Contes Nippons au coin du feu

Titre : Contes Nippons au coin du feu

Auteurs : Collectif => Audrey Calviac, Dola Rosselet, Maud Wlek, Vérène Dévanthéry, Célia Haro, Marine Stengel, Anthony Boulanger, Laurent Combaz Louise Roullier, Vanessa Terral, Nimu.

Éditeur : Hystérie

Format : Epub (247 pages)

Genre : Conte

Fiche Bibliomania

Résumé :

« Onze histoires nippones à lire au coin du feu. Attention, la porte des rêves et des cauchemars est ouverte.

– Le pays des Yokaï, Audrey Calviac
– De soie et de fourrure, Dola Rosselet
– Le Yurei, Maud Wlek
– Huit pattes, sept queues, Vérène Dévanthéry
– SokuShinbutsu, Célia Haro
– Tetsuya,Marine Stengel
– L’Empereur solitaire et le cadeau du Corbeau Rouge, Anthony Boulanger
– So leng et Le Pouvoir venu du levant, Laurent Combaz
– Les trois coups du spectre, Louise Roullier
– Hahanaru Shizen, Nimu, maitre du feu de camp à L’Académie de Minuit
– L’héritage de Susanoo, Vanessa Terral, invitée

L’anthologie officielle du Salon Japan Impact 2017 »

Mon avis :

Je remercie Livraddict et les éditions Hystérie pour cette découverte !!
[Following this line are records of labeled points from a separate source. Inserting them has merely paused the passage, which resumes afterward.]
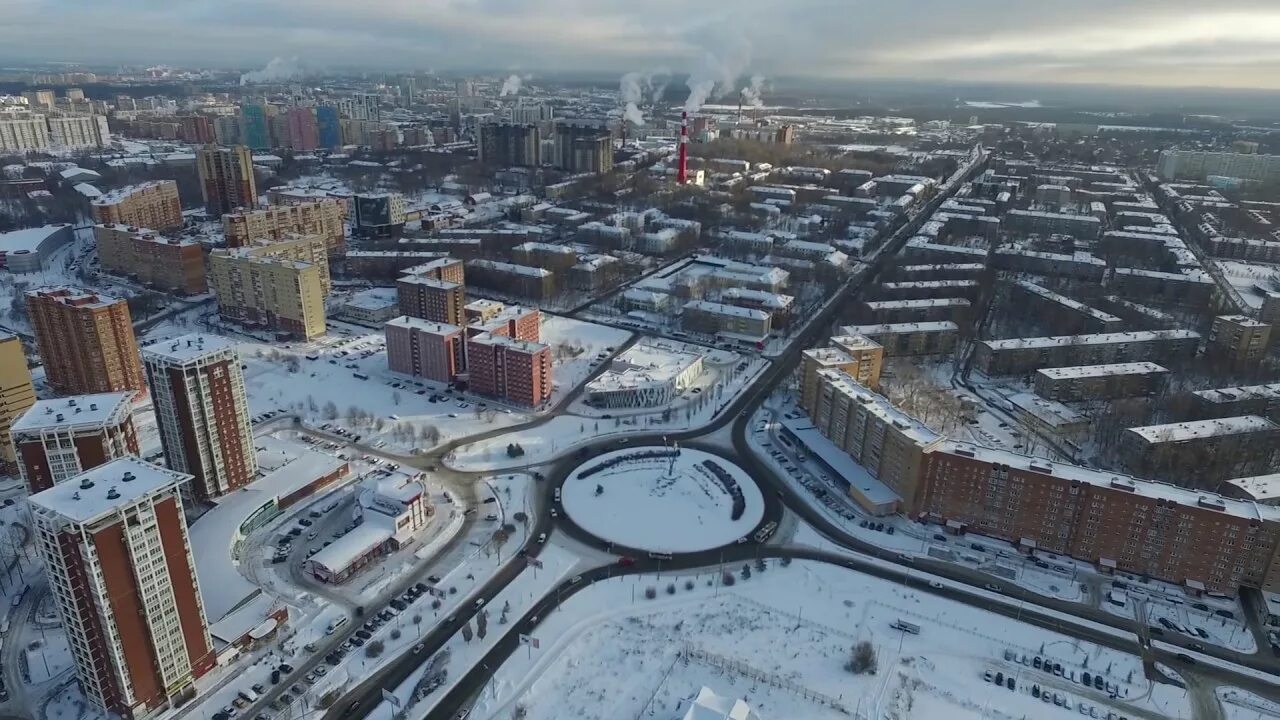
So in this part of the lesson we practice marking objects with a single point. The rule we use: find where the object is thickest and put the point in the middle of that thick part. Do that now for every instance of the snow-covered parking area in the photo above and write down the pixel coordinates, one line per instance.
(782, 638)
(663, 500)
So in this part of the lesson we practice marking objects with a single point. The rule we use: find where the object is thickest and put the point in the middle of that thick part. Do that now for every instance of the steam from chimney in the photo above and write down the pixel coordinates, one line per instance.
(752, 92)
(718, 71)
(279, 69)
(511, 86)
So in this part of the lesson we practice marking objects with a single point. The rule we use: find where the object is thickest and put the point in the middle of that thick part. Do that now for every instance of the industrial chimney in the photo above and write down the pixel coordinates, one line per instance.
(682, 173)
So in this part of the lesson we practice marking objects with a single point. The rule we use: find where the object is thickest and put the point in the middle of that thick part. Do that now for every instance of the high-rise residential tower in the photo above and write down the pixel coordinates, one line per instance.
(202, 411)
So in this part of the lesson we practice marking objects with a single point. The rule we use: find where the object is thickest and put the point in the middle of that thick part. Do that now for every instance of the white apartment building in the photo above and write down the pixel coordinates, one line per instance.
(199, 392)
(119, 566)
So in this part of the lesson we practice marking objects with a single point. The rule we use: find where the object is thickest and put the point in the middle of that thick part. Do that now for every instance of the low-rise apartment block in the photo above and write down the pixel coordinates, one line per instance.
(1061, 313)
(147, 205)
(1100, 382)
(1024, 355)
(910, 338)
(168, 264)
(713, 318)
(1201, 452)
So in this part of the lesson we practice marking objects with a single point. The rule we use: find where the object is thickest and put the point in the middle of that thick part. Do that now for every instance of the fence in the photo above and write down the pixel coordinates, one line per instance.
(691, 654)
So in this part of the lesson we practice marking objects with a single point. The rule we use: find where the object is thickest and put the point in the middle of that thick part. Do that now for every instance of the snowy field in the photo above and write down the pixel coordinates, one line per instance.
(662, 506)
(580, 425)
(781, 638)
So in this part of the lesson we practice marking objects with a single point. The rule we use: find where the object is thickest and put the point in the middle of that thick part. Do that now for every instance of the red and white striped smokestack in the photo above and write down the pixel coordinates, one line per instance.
(682, 173)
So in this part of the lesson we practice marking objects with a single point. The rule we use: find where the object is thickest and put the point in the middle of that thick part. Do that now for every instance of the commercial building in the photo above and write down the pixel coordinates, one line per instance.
(151, 259)
(321, 218)
(147, 205)
(507, 144)
(513, 370)
(202, 413)
(1239, 338)
(1188, 164)
(227, 178)
(1201, 452)
(645, 376)
(379, 214)
(120, 570)
(885, 441)
(910, 338)
(17, 392)
(1016, 356)
(425, 349)
(1101, 382)
(28, 250)
(1064, 314)
(59, 438)
(389, 513)
(86, 341)
(713, 318)
(1201, 541)
(279, 286)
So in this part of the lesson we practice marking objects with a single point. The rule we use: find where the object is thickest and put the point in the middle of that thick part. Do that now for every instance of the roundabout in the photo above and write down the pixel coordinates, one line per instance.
(664, 500)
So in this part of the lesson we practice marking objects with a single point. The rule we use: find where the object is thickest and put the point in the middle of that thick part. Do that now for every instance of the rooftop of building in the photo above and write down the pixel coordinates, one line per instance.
(188, 347)
(1197, 429)
(511, 268)
(722, 309)
(901, 328)
(76, 411)
(1102, 370)
(1240, 392)
(1091, 338)
(27, 240)
(880, 406)
(1110, 481)
(423, 326)
(74, 296)
(96, 493)
(119, 194)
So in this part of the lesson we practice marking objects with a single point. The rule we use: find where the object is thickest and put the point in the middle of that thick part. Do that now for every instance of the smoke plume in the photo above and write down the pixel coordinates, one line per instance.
(752, 92)
(723, 60)
(279, 69)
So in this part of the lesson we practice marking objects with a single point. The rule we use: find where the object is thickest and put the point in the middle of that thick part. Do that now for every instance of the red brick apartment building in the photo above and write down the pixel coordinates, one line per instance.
(512, 370)
(1198, 540)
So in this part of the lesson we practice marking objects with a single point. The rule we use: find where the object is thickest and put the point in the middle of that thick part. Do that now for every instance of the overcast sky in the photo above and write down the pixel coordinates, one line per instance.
(1170, 42)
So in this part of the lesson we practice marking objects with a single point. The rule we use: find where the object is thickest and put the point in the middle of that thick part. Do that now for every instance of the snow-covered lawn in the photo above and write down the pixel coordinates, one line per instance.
(663, 505)
(781, 639)
(577, 349)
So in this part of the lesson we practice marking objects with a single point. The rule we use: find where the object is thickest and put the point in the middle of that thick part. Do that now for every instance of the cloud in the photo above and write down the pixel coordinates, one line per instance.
(1146, 41)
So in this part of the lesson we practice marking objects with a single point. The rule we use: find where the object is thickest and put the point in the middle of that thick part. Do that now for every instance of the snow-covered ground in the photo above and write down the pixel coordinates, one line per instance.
(460, 654)
(662, 505)
(781, 637)
(581, 424)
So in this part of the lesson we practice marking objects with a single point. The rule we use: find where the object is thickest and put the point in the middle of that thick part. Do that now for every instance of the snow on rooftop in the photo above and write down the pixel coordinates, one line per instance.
(95, 493)
(81, 410)
(1197, 429)
(1102, 370)
(1092, 338)
(27, 240)
(188, 347)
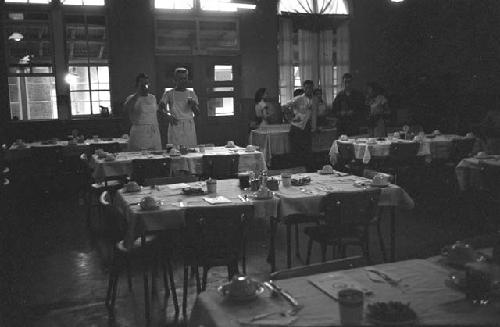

Je lis pas mal de manga, je regarde pas mal d’animés et j’avoue que ce recueil de contes m’a tout de suite attiré 🙂

Et je ne suis  vraiment pas déçue 🙂

Le collectif d’auteur nous fait voyager au travers des mythes, légendes, croyances, superstitions japonaises et ce fut une lecture passionnante.

Certaines de ces nouvelles m’ont laissé sur ma faim, j’aurai aimé qu’elles continuent comme « le pays des Yokaï » d’Audrey Calviac et « De soie et de Fourrure » de Dola Rosselet. On se retrouve pris dans le jeu d’écriture de ces deux auteures et on a plus envie de les quitter. Elles ont su doser tension et rebondissements avec beaucoup de finesse.

La nouvelle la plus frustrante c’est bien « So Leng et le pouvoir venu du levant » de Laurent Combaz, je veux la suite en livre 😀 !!!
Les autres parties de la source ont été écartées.